To what extent the consumer is able to determine the correct way to care for the respective item from the material composition information and other data available – which consumers are frequently expected to do – remains to be seen. To do this, not only is it of crucial importance to know the raw materials used and possibly their combination, but also the finish of the material (colours, prints, finishings), the accessories used, the manufacturing procedure etc.
Care labels for textiles
Labels on textile products give users as well as textile cleaning enterprises important recommendations and information regarding the correct way to handle textiles in terms of washing, chemical cleaning, drying and ironing.
It is desirable for consumers to opt for products that feature an optional care label. On the one hand, consumers directly benefit from this and on the other hand, they appreciate each manufacturer that contemplates the proper way to care for its products and passes on to consumers the findings that its obtains without being legally required to do so.
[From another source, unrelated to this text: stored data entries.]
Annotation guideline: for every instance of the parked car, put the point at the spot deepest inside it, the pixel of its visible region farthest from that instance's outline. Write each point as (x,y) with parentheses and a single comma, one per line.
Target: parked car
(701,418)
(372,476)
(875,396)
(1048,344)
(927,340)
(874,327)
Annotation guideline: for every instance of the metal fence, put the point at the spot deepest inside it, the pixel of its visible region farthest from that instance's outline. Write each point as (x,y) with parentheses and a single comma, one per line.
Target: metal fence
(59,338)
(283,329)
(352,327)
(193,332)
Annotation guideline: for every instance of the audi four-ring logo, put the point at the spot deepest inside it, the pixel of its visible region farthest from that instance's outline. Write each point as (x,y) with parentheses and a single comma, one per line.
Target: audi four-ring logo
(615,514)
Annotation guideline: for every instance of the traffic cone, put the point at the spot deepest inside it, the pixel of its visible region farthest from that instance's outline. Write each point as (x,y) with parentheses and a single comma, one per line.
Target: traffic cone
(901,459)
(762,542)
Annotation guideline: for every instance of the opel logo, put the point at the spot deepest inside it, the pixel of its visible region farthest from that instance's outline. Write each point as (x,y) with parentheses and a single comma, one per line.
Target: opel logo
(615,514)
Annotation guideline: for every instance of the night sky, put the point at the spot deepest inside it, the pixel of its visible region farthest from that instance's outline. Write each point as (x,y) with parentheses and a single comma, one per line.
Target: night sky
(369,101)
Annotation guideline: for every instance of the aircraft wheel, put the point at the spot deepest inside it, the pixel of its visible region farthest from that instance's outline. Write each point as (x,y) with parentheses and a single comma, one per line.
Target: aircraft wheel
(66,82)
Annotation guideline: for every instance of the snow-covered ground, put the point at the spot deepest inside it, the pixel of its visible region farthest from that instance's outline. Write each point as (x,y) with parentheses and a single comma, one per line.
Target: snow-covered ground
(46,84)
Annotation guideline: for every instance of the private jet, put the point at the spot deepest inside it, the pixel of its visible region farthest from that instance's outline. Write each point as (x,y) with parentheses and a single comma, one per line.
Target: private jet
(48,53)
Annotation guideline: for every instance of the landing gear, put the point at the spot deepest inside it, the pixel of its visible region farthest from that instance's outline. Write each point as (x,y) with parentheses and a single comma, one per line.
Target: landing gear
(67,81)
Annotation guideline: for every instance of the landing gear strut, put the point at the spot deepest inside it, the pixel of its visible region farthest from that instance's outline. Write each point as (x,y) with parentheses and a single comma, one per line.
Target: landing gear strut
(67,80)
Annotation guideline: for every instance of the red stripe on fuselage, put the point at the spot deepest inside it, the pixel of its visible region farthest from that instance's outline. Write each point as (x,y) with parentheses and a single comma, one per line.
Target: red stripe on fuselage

If textile manufacturers provide care information for their products, this information should be near to the raw material content data so that it is clearly seen by consumers. Information on the composition of the item and instructions for correctly caring for the item may be on one label but must be clearly separated from each other.
Designation of origin
In terms of providing maximum transparency for end customers, textile manufacturers are encouraged to designate the origin of their textiles.
However, specifying this information has neither been standardised nor prescribed by legislative authorities to date. Nevertheless, efforts are under way at a European level to introduce the designation of origin. GINETEX Switzerland is reporting on the progress being made.
Fibre and raw material labelling
Designating the raw materials used in a product is also not legally prescribed in Switzerland and is carried out on a voluntary basis.
This is not the case in the European Union and lots of countries overseas. A number of regulations are in force, including Textile Regulation No.1007/2011 of the European Parliament and of the Council of 27 September 2011. Discussions regarding designating the raw material composition of textiles go right back to the 1950s. At that time, discussions were initiated as a result of the criticism made by consumer associations with regard to “woolly” labelling principles.
To avoid any ambiguity, fibre names must be written out in full on the label. This is due to the fact that abbreviations are not officially standardised and can vary according to the industry (the synthetic fibre industry and clothing industry). Furthermore, information aimed at end users must always be written out in full.
For correct fibre content labelling, refer to the official table of textile fibres compiled by GINETEX or relevant EU directives. In addition to the official fibre names, their numbers and official category names are listed.